Keynote Speakers
Maude Barlow - Water Warrior
Maude Barlow is the National Chairperson of the Council of Canadians and chairs the board of Washington-based Food and Water Watch. Her keynote address will open the symposium Thursday, Feb. 23 with her talk “The Global Water Crisis and the Coming Battle for the Right to Water.”The world is running out of available water supplies and the potential for conflict will be severe. Barlow will set out the nature and cause of the crisis and offer a three part solution to a water secure world.
She is a founding member of the San Francisco–based International Forum on Globalization and a Councillor with the Hamburg-based World Future Council. Maude is the recipient of eleven honorary doctorates as well as many awards, including the 2005 Right Livelihood Award (known as the “Alternative Nobel”), the Citation of Lifetime Achievement at the 2008 Canadian Environment Awards, the 2009 Earth Day Canada Outstanding Environmental Achievement Award, the 2009 Planet in Focus Eco Hero Award, and the 2011 EarthCare Award, the highest international honor of the Sierra Club (US).
In 2008/2009, she served as Senior Adviser on Water to the 63rd President of the United Nations General Assembly and was a leader in the campaign to have water recognized as a human right by the UN. She is also the author of dozens of reports, as well as 16 books, including the international best seller Blue Covenant: The Global Water Crisis and The Coming Battle for the Right to Water (New Press, 2007).
Barlow’s participation in the 2012 symposium is made possible by a generous grant from the Norwegian Ministry of Foreign Affairs, Peace and Reconciliation Section.

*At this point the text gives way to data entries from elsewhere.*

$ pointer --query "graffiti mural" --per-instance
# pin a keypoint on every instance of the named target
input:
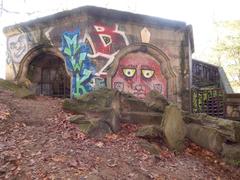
(17, 48)
(105, 41)
(138, 74)
(78, 64)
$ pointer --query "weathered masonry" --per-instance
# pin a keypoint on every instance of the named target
(74, 52)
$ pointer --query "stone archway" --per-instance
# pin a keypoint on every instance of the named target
(142, 67)
(44, 67)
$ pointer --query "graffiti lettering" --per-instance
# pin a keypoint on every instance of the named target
(17, 47)
(78, 63)
(105, 42)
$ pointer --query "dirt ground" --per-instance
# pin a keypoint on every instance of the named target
(38, 142)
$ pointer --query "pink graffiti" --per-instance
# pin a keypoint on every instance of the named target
(107, 39)
(139, 73)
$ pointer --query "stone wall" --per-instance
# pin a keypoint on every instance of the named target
(102, 47)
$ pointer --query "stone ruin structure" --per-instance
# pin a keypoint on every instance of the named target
(78, 53)
(72, 53)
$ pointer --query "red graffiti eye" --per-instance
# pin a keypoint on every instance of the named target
(129, 72)
(147, 73)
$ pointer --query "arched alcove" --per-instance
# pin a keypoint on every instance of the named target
(144, 52)
(45, 68)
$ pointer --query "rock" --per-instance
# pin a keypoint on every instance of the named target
(173, 127)
(95, 128)
(149, 132)
(130, 103)
(96, 101)
(205, 137)
(77, 119)
(141, 117)
(18, 90)
(150, 147)
(231, 153)
(229, 129)
(156, 101)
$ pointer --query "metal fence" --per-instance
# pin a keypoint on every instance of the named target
(210, 101)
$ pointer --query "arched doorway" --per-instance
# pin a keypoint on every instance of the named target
(48, 75)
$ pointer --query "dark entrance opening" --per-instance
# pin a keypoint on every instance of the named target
(48, 76)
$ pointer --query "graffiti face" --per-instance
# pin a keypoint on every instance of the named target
(17, 47)
(139, 73)
(78, 64)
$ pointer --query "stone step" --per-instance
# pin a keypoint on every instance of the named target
(132, 104)
(141, 117)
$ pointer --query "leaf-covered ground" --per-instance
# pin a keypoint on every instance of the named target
(38, 142)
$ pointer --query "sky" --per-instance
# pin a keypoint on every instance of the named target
(200, 14)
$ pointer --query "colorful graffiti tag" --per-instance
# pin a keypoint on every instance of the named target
(78, 64)
(105, 41)
(139, 73)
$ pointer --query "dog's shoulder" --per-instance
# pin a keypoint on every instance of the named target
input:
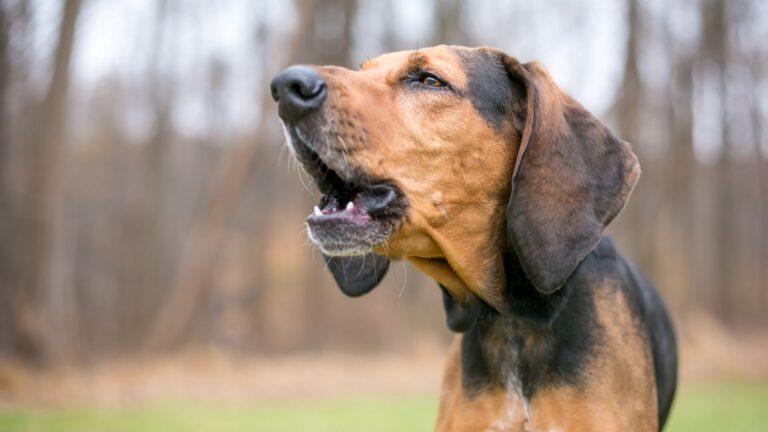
(606, 270)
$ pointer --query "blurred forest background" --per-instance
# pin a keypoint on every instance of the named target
(147, 203)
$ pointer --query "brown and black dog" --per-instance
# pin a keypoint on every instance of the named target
(484, 175)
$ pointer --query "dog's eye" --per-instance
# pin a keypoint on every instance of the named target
(432, 81)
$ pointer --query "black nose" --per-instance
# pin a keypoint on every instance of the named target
(298, 90)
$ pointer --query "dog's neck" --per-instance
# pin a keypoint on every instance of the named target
(539, 340)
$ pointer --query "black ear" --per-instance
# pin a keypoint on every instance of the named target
(458, 316)
(571, 177)
(357, 275)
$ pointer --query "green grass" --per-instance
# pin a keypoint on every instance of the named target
(700, 408)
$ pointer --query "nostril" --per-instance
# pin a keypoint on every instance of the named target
(307, 89)
(299, 91)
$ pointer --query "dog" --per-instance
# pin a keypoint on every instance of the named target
(484, 175)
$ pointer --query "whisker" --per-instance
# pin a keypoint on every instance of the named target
(405, 279)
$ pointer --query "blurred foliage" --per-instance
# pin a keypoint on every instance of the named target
(146, 200)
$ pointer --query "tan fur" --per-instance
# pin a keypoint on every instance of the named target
(457, 191)
(491, 410)
(429, 146)
(615, 396)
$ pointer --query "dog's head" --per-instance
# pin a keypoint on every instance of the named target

Terje Tvedt - Water scholar, advocate, filmmaker
Professor Terje Tvedt will deliver a keynote address entitled “Water and the Development of Human Civilization: Some Perspectives,” at 11 a.m. Friday, Feb. 24. Tvedt is a professor at the Center for Development Studies at the University of Bergen and a Professor II at the Centre for Development and Environment at the University of Oslo. His participation in the symposium is presented in cooperation with and through the generous sponsorship of the Thor Heyerdahl Institute of Larvik, Norway.
Tvedt is widely known in Norway for his television series A journey in the History of Water and A Journey in the Future of Water, which were also shown in the U.S. on National Geographic and the Discovery Channel. His work emphasizes the importance of raising people’s awareness and knowledge of the Earth’s water supplies, water as a source of conflict and water as a vital resource in the struggle against poverty.
Among his many awards, Tvedt received the Outstanding Communication of Research Prize in 2005 from the Research Council of Norway.